A quiz just for fun with no scientific backing whatsoever! Yes = 1 point. No = 0 points.
1. You find an excuse to go to do the food shopping just to check the plant section.
2. You buy a new plant to cheer yourself up.
3. You justify buying an expensive plant because it’s on your wishlist.
4. Your Instagram feed is full of plant pictures.
5. You spend more time talking to other plant lovers on social media than to real life friends.
6. You grieve dead plants and often fill that void with a new plant.
7. You can barely move around the house because plants are everywhere.
8. You have organised many plant swaps.
9. You get a thrill from buying plants in the reduced aisle section of a garden centre.
10. You justify spending money on plants and accessories as essential expenditure.
Score 1-4 You appreciate plants but they are not the centre of your universe. Caring for plants gives you a sense of peace.
Score 5-10 You are obsessed with plants. It’s great you have fellow plant friends that understand you, but check your spending before it gets out of control.
Plants Come With Accessories
To add to the expense of acquiring plants, we must not forget that each plant will require a pot (and if you have a specific aesthetic you may want to have matching plant pots throughout the home), compost, fertiliser, plant stands and hanging baskets when space is at a premium.
You may catch yourself buying a plant accessory, specifically decorative plant pots, to cheer yourself up after a bad day. You may justify this expense as non frivolous because plants are living beings. Whichever the reason for buying extra stuff, the bottom line is that you are spending money.

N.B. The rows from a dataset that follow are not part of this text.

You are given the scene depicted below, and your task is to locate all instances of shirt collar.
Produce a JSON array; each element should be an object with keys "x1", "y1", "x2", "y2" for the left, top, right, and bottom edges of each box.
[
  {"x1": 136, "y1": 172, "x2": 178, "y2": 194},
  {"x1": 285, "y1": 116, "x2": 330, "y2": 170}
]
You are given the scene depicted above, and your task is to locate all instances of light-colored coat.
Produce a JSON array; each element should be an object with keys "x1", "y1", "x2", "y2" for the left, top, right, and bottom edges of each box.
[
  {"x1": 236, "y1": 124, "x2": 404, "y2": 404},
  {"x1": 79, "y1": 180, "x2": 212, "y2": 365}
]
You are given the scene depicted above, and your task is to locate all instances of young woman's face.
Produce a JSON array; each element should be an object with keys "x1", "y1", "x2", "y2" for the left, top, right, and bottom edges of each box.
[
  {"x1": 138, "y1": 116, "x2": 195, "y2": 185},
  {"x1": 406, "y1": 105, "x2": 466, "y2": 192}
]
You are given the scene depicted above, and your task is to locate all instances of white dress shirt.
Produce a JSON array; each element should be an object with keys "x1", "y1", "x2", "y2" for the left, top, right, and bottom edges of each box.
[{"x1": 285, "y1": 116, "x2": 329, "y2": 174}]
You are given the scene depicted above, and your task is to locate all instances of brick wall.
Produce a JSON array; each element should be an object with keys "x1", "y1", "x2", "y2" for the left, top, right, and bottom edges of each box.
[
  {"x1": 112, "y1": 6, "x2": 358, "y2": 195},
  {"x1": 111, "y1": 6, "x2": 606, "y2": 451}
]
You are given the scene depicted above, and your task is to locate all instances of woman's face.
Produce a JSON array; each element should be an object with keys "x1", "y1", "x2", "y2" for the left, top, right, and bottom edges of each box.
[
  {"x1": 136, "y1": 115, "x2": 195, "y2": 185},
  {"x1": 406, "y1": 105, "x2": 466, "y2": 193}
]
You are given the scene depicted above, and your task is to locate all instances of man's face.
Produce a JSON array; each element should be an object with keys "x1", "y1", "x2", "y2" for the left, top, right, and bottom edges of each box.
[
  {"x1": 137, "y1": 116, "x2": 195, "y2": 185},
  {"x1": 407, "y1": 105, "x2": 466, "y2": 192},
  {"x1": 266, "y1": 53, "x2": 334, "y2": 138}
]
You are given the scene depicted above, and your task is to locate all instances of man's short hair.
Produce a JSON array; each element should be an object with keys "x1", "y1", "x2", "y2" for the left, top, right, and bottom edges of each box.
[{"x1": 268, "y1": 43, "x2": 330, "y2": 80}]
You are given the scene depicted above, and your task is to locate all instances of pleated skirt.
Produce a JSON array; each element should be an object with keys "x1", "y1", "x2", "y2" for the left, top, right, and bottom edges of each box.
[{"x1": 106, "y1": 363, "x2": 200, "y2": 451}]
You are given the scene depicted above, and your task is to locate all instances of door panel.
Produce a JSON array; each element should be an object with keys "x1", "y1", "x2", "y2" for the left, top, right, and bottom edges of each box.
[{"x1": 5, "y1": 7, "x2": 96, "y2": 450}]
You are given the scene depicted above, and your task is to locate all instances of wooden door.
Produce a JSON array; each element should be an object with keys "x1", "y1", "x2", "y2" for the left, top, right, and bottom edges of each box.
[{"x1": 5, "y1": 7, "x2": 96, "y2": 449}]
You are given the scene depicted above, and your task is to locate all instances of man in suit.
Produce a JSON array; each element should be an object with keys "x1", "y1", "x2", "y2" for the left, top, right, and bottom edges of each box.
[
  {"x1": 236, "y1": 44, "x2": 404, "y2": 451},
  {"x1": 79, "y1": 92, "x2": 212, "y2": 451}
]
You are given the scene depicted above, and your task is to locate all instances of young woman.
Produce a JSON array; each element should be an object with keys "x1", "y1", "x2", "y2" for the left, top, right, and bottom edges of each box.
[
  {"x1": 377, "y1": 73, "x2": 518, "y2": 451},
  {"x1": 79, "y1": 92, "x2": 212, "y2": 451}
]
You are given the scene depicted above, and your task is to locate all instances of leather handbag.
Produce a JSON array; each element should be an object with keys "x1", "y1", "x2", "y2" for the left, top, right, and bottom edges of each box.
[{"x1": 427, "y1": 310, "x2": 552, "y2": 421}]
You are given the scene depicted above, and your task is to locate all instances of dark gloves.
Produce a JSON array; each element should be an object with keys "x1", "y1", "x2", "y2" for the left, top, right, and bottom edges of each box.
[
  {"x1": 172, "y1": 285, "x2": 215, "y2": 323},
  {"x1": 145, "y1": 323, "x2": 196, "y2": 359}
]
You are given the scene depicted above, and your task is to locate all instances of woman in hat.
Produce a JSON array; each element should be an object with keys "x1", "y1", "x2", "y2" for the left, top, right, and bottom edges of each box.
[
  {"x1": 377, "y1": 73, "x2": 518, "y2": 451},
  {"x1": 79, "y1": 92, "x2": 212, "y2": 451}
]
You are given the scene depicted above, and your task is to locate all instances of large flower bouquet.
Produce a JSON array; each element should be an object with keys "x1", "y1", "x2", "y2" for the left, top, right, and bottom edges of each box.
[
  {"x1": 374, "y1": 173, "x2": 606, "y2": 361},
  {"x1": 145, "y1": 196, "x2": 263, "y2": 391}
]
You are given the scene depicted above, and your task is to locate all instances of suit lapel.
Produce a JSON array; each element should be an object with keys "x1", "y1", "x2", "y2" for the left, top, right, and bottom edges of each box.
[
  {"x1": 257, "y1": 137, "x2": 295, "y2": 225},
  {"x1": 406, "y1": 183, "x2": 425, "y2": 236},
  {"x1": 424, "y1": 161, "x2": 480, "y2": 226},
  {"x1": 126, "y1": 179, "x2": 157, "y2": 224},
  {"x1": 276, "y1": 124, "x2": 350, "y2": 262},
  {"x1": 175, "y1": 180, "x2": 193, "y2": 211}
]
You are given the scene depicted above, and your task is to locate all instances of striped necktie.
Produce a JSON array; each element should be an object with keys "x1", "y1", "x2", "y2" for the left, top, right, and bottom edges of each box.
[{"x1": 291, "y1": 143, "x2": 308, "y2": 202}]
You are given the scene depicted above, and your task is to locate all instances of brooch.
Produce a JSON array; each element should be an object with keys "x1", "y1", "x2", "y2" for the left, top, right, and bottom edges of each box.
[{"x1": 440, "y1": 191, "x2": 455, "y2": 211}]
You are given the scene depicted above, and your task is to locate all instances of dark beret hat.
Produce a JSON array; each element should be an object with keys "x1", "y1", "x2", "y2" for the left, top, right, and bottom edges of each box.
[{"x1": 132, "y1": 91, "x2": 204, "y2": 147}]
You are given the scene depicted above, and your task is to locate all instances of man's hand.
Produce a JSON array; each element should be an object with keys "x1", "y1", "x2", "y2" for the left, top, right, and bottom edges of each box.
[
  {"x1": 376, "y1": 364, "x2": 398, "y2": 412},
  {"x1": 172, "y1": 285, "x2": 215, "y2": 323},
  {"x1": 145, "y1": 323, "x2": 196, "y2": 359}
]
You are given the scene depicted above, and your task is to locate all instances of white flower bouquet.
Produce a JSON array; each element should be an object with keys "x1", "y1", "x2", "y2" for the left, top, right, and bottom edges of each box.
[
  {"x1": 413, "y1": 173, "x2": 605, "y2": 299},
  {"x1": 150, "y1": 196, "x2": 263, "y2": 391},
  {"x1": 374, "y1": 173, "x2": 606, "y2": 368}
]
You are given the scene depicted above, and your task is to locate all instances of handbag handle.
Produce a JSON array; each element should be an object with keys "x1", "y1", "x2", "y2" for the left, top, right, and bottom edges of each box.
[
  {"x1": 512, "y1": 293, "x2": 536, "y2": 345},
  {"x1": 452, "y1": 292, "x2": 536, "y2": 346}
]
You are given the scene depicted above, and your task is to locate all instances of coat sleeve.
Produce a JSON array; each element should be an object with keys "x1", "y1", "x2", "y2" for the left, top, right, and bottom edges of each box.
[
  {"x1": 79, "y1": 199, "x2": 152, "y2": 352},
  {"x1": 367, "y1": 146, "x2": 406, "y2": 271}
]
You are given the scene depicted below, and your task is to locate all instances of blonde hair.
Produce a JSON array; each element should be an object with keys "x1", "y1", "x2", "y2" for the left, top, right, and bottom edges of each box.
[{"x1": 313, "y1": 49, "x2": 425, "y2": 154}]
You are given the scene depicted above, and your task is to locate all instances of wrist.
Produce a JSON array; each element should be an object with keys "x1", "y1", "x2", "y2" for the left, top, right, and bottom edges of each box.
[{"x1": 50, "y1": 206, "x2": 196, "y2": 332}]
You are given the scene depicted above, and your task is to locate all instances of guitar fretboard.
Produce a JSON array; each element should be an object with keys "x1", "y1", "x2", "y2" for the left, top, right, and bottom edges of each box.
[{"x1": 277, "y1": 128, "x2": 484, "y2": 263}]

When You Can’t Look After All Your Plants
You probably have too many plants when you don’t have enough time to care for all of them. You may focus on your current favourite plants and practise some “helicopter parenting” on them, observing them from every angle, while neglecting others.
The problem with neglect, whether voluntary or involuntary (life can get too busy and plant care can take a step back), is that it opens up to plant disease. Irregular watering can damage the roots and weaker plants are more prone to insect damage.
Trying to remedy these issues is time-consuming and it can be irritating. What had started as a pleasurable hobby transformed into work, but not only that: it’s unpaid and unrewarding work.
Of course, some people enjoy the challenge of rescuing plants but for the average plant hobbyist having diseased plants means having to throw them in the bin for lack of knowledge, time or patience. Some plants just can’t be rescued so even experienced gardeners have casualties.
What Can You Do?
If you can bear the thought of downsizing your plant collection, start selecting plants that you don’t want anymore and offer them to friends, without asking for a swap. If you feel that giving away plants could be turned into something more charitable, enquire whether a local office or shop may be interested in having some greenery.
Don’t get tempted to fill the empty spaces in your home with new plants. If you keep track of your spending, check how much you save each month by not buying plants. Maybe this could be the incentive you need to have a manageable plant collection.